Truthfully, I think understanding a bit about the human psyche and human behaviour would be extremely helpful to people, more helpful than most of the ridiculous social movements that have sprung up in recent years, because we all need to be disabused of the notion that we act rationally and sensibly most of the time and realise that we actually make rapid emotional decisions which we rationalise later. Along the scale of “thinking fast and slow” it’s pretty clear that humans think fast and save most of our brain power for – well who knows what? Thinking fast made sense in evolutionary times but does not make sense in the modern world where thinking fast means being buffeted by the psychopathy of whatever the latest “thing” is.





But, I was talking with a friend of mine the other day about what podcasts I listen to and, we both agreed (there’s not much else we’d agree on), that the podcasts/media/books you listen to/watch/read, actually reveal a lot about you. So, herewith are some lists:

Podcasts: 

  • Joe Rogan if the guest is interesting (usually a book author, journalist or contrarian thinker). 
  • Jordan Peterson with the caveats above (I have no interest in traditional Christian religions). 
  • Peter Attia (The Drive). Most episodes and almost always very informative. Subversive Voices: What else would a contrarian thinker listen to. 
  • Sensible Medicine is a podcast I would recommend for everyone to understand how the medical system really works before you become a victim (words used intentionally). 
  • The Sharp End, fascinating tales of adventures gone wrong (mostly climbing and North American focused). 
  • Rescued: An Outdoor Podcast for Hikers and Adventures is an Australian copy and I only listen to hear how cringe the host is (way too ABC for me) and how insular Australians can be (try not to be offended.) 
  • Don’t listen to Endurance Planet for training advice as it is a train wreck which is the reason I listen to it – the latest episode was full of blatant contradictions and illogical reasoning, but that’s kind of why I listen.
  • I dip into various climbing podcasts if they have interesting guests (The Nugget, The Enormocast, Lattice Training Podcast, Climbing Gold, The Run Out) but I miss the days when climbers were anarchists not obedient servants to the latest thing.   
  • Finally, my guilty pleasure: Case Files, a true crime podcast that I listen to when I can’t concentrate on more intellectual podcasts. The irony of Case Files is that every single episode they issue a content warning about violence, etc. which summarizes modern day psychopathy succintly. It’s a true crime podcast, of course, it involves violence, etc.




Books: 

  • The Real Anthonly Fauci (JFK Junior).
  • The Politics of Suffering (Peter Sutton).
  • Inventing the AIDS Virus (Peter Duesberger).
  • Cynical Theories.
  • Social Injustice.
  • And a host of books by Theodore Dalrymple, Dan John, Pavel Tsatsouline, and Douglas Murray.
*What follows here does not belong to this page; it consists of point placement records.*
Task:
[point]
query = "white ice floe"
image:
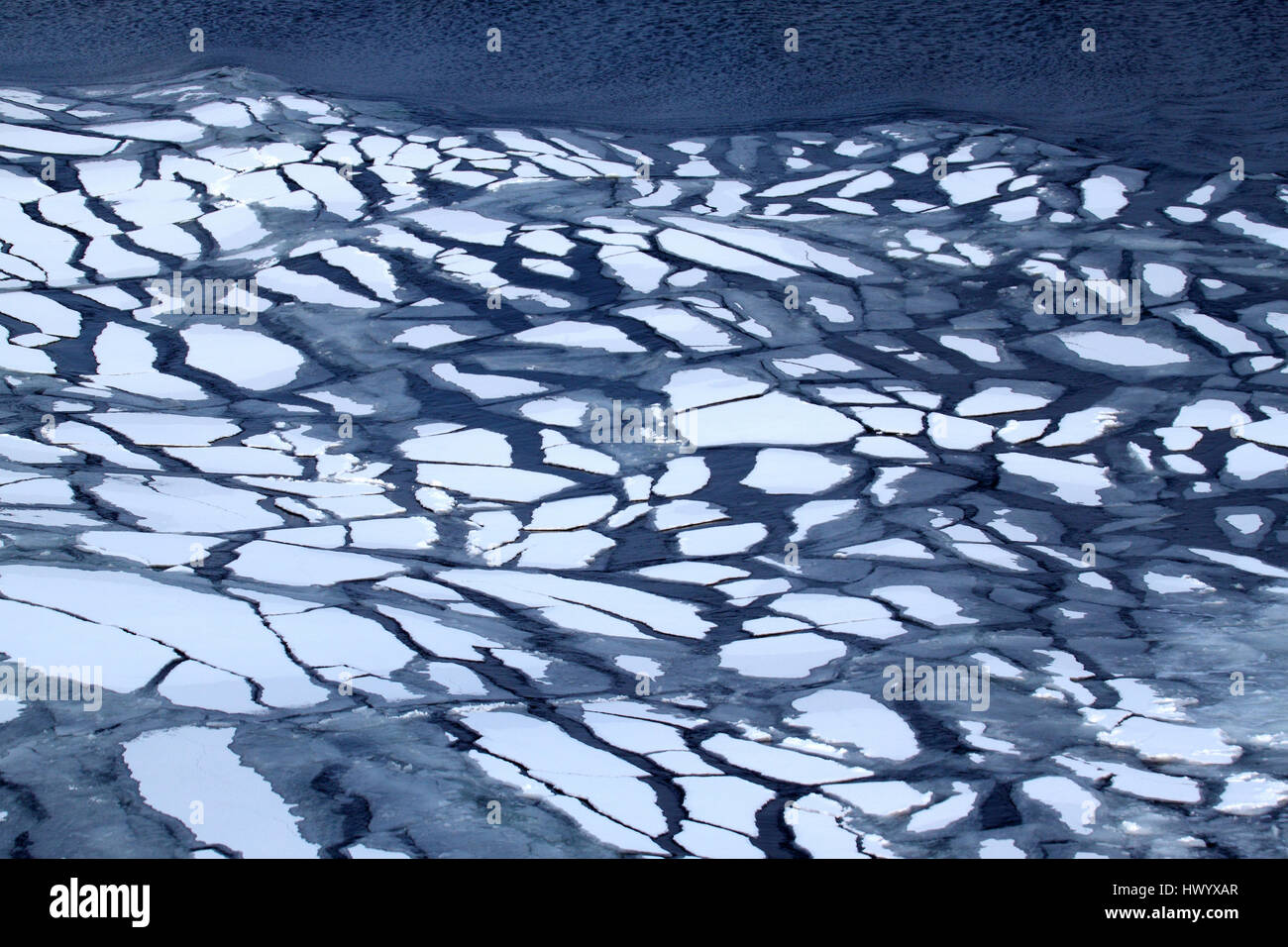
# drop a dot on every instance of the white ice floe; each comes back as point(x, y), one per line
point(248, 359)
point(1252, 793)
point(239, 806)
point(780, 471)
point(777, 763)
point(1112, 348)
point(224, 633)
point(1157, 741)
point(288, 565)
point(579, 335)
point(857, 719)
point(771, 419)
point(921, 603)
point(781, 656)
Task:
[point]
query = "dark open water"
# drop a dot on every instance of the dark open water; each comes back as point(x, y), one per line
point(1185, 85)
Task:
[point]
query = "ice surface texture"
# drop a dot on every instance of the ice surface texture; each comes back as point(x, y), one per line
point(360, 575)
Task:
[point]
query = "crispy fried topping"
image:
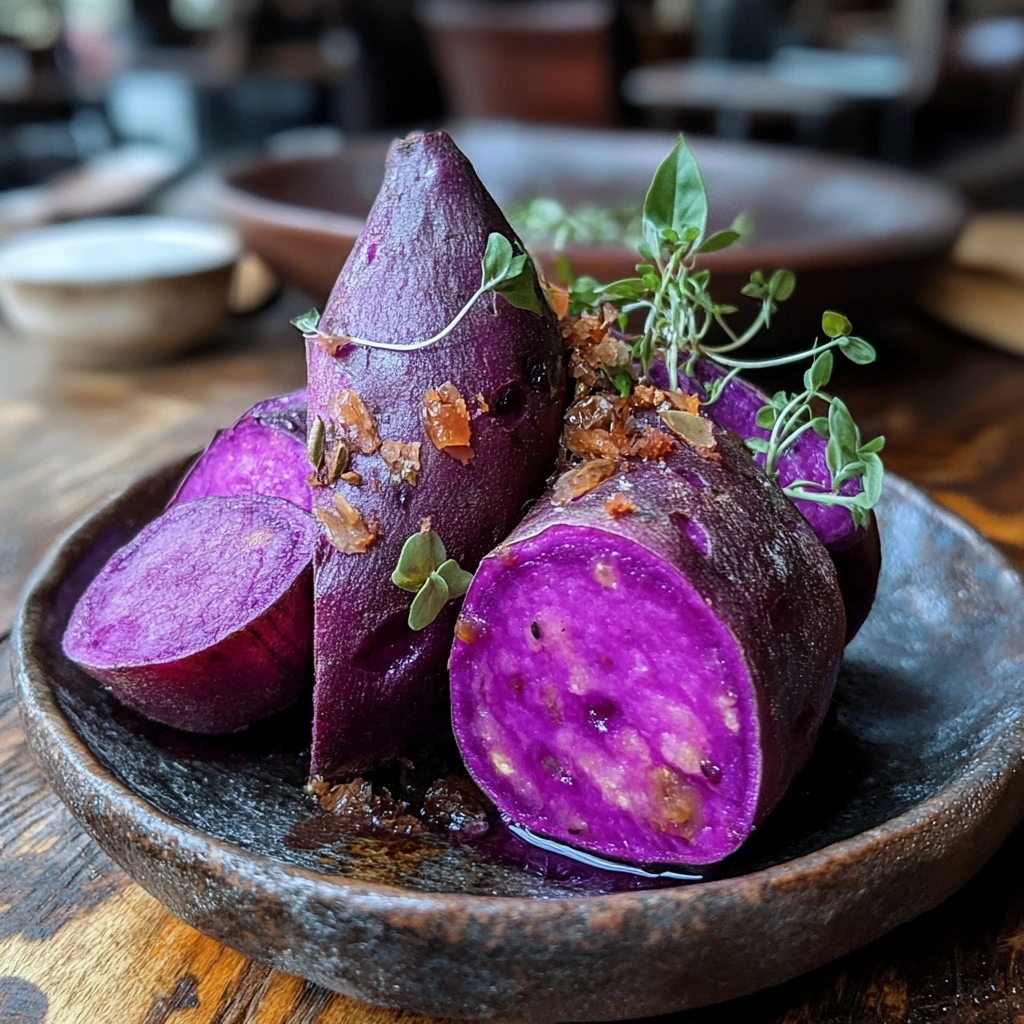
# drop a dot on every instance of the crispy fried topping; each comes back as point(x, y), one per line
point(402, 461)
point(558, 298)
point(446, 421)
point(694, 429)
point(345, 527)
point(332, 344)
point(354, 423)
point(619, 506)
point(582, 479)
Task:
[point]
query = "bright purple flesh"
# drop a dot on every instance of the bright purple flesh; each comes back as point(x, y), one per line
point(204, 621)
point(856, 550)
point(646, 687)
point(263, 454)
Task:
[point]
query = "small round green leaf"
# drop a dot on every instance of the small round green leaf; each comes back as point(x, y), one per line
point(427, 604)
point(835, 325)
point(458, 580)
point(421, 554)
point(857, 350)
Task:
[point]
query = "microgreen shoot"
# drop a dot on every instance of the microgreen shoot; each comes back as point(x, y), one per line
point(503, 271)
point(672, 291)
point(425, 569)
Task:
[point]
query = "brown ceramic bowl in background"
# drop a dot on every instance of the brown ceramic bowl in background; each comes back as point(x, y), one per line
point(916, 779)
point(861, 238)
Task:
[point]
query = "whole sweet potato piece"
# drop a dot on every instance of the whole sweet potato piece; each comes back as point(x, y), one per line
point(856, 550)
point(263, 454)
point(462, 433)
point(204, 621)
point(641, 669)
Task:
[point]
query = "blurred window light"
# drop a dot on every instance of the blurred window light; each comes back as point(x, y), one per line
point(34, 24)
point(97, 14)
point(200, 15)
point(155, 107)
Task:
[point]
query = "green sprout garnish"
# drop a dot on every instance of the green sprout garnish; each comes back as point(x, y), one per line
point(503, 272)
point(425, 569)
point(674, 294)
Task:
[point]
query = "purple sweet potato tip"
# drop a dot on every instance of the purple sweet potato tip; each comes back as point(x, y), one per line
point(263, 454)
point(381, 686)
point(856, 550)
point(204, 621)
point(646, 687)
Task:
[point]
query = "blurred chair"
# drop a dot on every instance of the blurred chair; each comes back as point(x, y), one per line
point(809, 84)
point(544, 61)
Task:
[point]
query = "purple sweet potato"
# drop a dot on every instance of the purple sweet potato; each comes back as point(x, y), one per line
point(856, 550)
point(463, 432)
point(263, 454)
point(204, 621)
point(641, 672)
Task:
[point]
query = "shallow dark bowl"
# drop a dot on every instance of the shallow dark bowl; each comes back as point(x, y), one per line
point(859, 236)
point(918, 778)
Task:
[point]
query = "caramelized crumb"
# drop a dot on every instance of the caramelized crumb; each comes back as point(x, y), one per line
point(582, 479)
point(332, 344)
point(446, 421)
point(345, 527)
point(693, 429)
point(402, 461)
point(619, 506)
point(558, 298)
point(354, 422)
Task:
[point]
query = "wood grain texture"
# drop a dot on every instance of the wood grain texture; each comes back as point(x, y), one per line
point(82, 944)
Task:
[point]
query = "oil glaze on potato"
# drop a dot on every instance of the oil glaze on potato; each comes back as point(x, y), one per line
point(856, 551)
point(263, 454)
point(204, 621)
point(642, 676)
point(474, 467)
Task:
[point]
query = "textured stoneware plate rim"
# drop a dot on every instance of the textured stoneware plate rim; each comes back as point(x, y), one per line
point(980, 792)
point(936, 235)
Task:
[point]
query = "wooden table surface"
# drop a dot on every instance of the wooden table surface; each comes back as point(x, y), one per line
point(80, 943)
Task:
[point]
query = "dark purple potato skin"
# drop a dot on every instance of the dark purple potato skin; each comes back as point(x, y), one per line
point(855, 550)
point(204, 621)
point(756, 564)
point(381, 686)
point(263, 454)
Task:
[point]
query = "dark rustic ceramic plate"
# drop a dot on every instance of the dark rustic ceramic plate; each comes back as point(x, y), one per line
point(857, 235)
point(916, 779)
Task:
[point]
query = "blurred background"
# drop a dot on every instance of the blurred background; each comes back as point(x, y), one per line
point(272, 116)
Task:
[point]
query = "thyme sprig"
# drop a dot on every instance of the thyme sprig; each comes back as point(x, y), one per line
point(673, 292)
point(503, 271)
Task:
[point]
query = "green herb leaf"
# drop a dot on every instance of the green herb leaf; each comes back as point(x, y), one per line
point(307, 323)
point(857, 350)
point(427, 604)
point(421, 554)
point(819, 373)
point(835, 325)
point(720, 240)
point(781, 285)
point(677, 199)
point(521, 289)
point(458, 580)
point(497, 260)
point(843, 430)
point(314, 442)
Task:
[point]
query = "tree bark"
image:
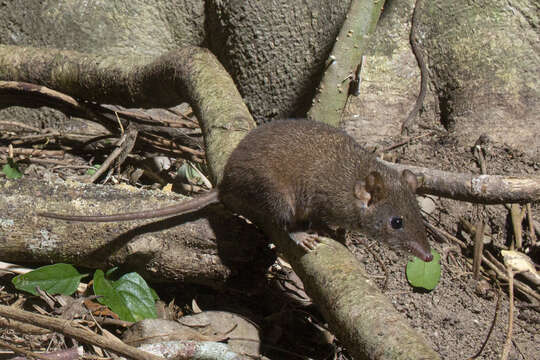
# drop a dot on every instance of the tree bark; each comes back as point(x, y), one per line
point(192, 74)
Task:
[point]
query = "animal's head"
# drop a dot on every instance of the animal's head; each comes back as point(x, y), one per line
point(389, 211)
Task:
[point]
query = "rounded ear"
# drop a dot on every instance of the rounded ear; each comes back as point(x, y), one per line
point(411, 179)
point(370, 190)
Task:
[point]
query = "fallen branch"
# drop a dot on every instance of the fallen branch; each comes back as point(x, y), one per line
point(356, 310)
point(189, 74)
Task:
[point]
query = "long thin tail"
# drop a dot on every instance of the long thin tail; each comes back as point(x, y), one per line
point(184, 207)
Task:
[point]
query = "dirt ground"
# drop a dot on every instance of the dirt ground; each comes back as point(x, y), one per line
point(455, 317)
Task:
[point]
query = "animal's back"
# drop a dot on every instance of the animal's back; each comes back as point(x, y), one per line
point(283, 170)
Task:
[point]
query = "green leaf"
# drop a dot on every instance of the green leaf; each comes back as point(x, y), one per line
point(424, 274)
point(129, 297)
point(93, 169)
point(11, 170)
point(55, 279)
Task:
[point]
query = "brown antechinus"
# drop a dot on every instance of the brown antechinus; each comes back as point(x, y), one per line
point(300, 175)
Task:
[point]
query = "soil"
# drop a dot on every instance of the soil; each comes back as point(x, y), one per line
point(455, 317)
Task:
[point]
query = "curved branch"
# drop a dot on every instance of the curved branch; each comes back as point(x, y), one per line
point(344, 58)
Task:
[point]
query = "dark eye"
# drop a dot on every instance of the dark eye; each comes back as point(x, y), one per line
point(396, 222)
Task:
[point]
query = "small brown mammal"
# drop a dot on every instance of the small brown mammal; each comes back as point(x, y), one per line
point(298, 175)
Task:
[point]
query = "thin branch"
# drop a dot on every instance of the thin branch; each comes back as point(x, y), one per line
point(423, 69)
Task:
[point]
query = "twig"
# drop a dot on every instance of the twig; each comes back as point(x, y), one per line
point(381, 263)
point(33, 152)
point(83, 335)
point(508, 342)
point(22, 351)
point(492, 264)
point(423, 69)
point(485, 189)
point(406, 141)
point(515, 214)
point(125, 144)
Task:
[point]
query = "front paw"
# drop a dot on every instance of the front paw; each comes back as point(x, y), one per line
point(306, 241)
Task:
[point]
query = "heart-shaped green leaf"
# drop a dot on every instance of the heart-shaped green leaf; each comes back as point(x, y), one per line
point(55, 279)
point(424, 274)
point(129, 297)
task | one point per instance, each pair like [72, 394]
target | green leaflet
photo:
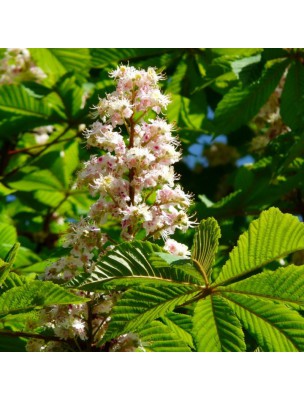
[241, 104]
[7, 265]
[37, 180]
[156, 336]
[271, 236]
[292, 101]
[12, 280]
[205, 245]
[181, 325]
[142, 305]
[215, 326]
[35, 295]
[16, 101]
[285, 285]
[129, 264]
[57, 62]
[274, 326]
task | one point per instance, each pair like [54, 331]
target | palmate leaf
[129, 264]
[181, 325]
[7, 264]
[205, 245]
[16, 101]
[215, 326]
[35, 295]
[273, 235]
[241, 104]
[57, 62]
[142, 305]
[292, 101]
[274, 326]
[285, 285]
[156, 336]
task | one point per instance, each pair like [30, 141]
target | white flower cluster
[134, 180]
[136, 159]
[17, 65]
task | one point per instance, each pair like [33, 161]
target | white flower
[176, 248]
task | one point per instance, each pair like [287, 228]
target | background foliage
[240, 118]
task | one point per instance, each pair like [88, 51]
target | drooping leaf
[156, 336]
[16, 101]
[292, 100]
[273, 235]
[35, 295]
[38, 180]
[274, 326]
[205, 245]
[140, 306]
[285, 285]
[13, 280]
[6, 266]
[57, 62]
[215, 326]
[180, 324]
[128, 264]
[8, 234]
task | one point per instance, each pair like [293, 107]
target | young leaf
[285, 285]
[205, 246]
[292, 101]
[158, 337]
[35, 295]
[6, 266]
[241, 104]
[180, 324]
[274, 326]
[273, 235]
[140, 306]
[129, 264]
[215, 326]
[15, 100]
I’m sceptical of everything and everyone, (so don’t be offended if I question some claim that seems a wee bit outrageous), believe in the ubiquity and power of incentives, support your right to any kind of diet that you want, but wish we all collectively didn’t have to pay the consequences for the health outcomes of diets low in animal protein and high in sugar, grain and industrial seed oils, am dismayed by the deterioration in both mental and physical health of most people alive today, sadly but truthfully, think things are getting a wee bit worse over time rather than better, and despise with the utmost passion, our obsessive culture of (fake) safetyism. No-one who lives in overly “safe” environments is ever really safe because the buffer of what they can tolerate or even thrive under has become too narrow. Politically, I’m neither left (does anyone on the left have a sense of humour?) nor right (I’m no fan of Trump but think the whole “insurrection” is nonsense) preferring to assess each issue on its own merit. I am, however, not a happy person under the intolerant tolerants or the authoritarian and censorous left (nor right). And, finally, I cannot forget the utter lunacy of locking people in their homes for 23 hours per day during the ‘rona rounds because of “The Science."